The answer is a beautifully illustrated children’s book of darkly funny cautionary rhymes - in the style of Roald Dahl and Hilaire Belloc - which is going down a storm in local schools and booksellers nationally.

The rhymes are the work of Anna Best who taught English at Calderdale College for more than 20 years until she was made redundant in 2013.

Anna, who is married with a grown-up daughter and three grandchildren and lives with her husband in Warley, has always been interested in rhyme. She remembers penning a funny ditty for her mum when she was ill in hosiptal, “I wanted to make her smile,” she says.

Anna has already had a book published in 2011 called Borrowers of the Night which investigated the New Year’s Eve 1832 murder of Elizabeth Rayner in Clifton Wood.

And redundancy gave her the challenge of getting her growing number of rhymes published too. But attracting interest is not easy in a niche market like children’s rhymes, she says. What she needed was a stroke of luck.

Anna had followed TV star Miranda Hart on Twitter for some time and decided to post one of her rhymes on the comedienne’s feed. It was about a girl called Miranda who ate insects. A response came almost immediately, not from the star of Call the Midwife but from another follower, Natallia Pavaliayeva, a Professor of Literature at Minsk University who also is a professional illustrator.

“We chatted and she asked me if she could illustrate the piece,” said Anna. “Natallia is incredibly talented and what came back was just so obviously right. So I agreed to send her more.”

Her drawings have a Gothic style which blends perfectly with Anna’s words. Natallia also created an image of the Aunt Grizelda character which Anna has been able to model when she is invited to read her work in schools.

With the components in place, the search for a publisher intensified.

“We followed all the traditional routes but while people were generally encouraging we couldn’t get anyone to commit.”

Then Natallia suggested a different approach.

They sent out a post card with a rhyme on one side and an illustration on the other and almost immediately were contacted by independent publisher Hogs Back who specialise in books for children who offered them a deal.

That was around two and a half years ago and the book is now on general sale.

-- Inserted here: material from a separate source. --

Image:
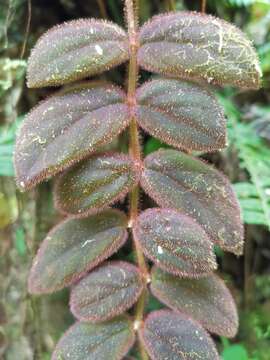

“The collaboration was key. I was worried because some publishers like to illustrate books themselves, but fortunately that was not the case with Hogs Back.”

The book had its soft launch earlier this year and gets its hard launch with more marketing in readiness for Halloween.

And Anna and Natallia are so pleased at how things have turned out they are now working on a follow up.

Their successful and unlikely partnership has so far been long distance and the pair have never met. But that may soon change.

“Natallia is very busy with her university work and her illustrating. But she is a real anglophile and is hoping to come to England next year for a Beatrix Potter conference. Hopefully there will be a chance to meet. I’d love her to come and stay with us so I can show her all the wonderful things we have around here,” said Anna.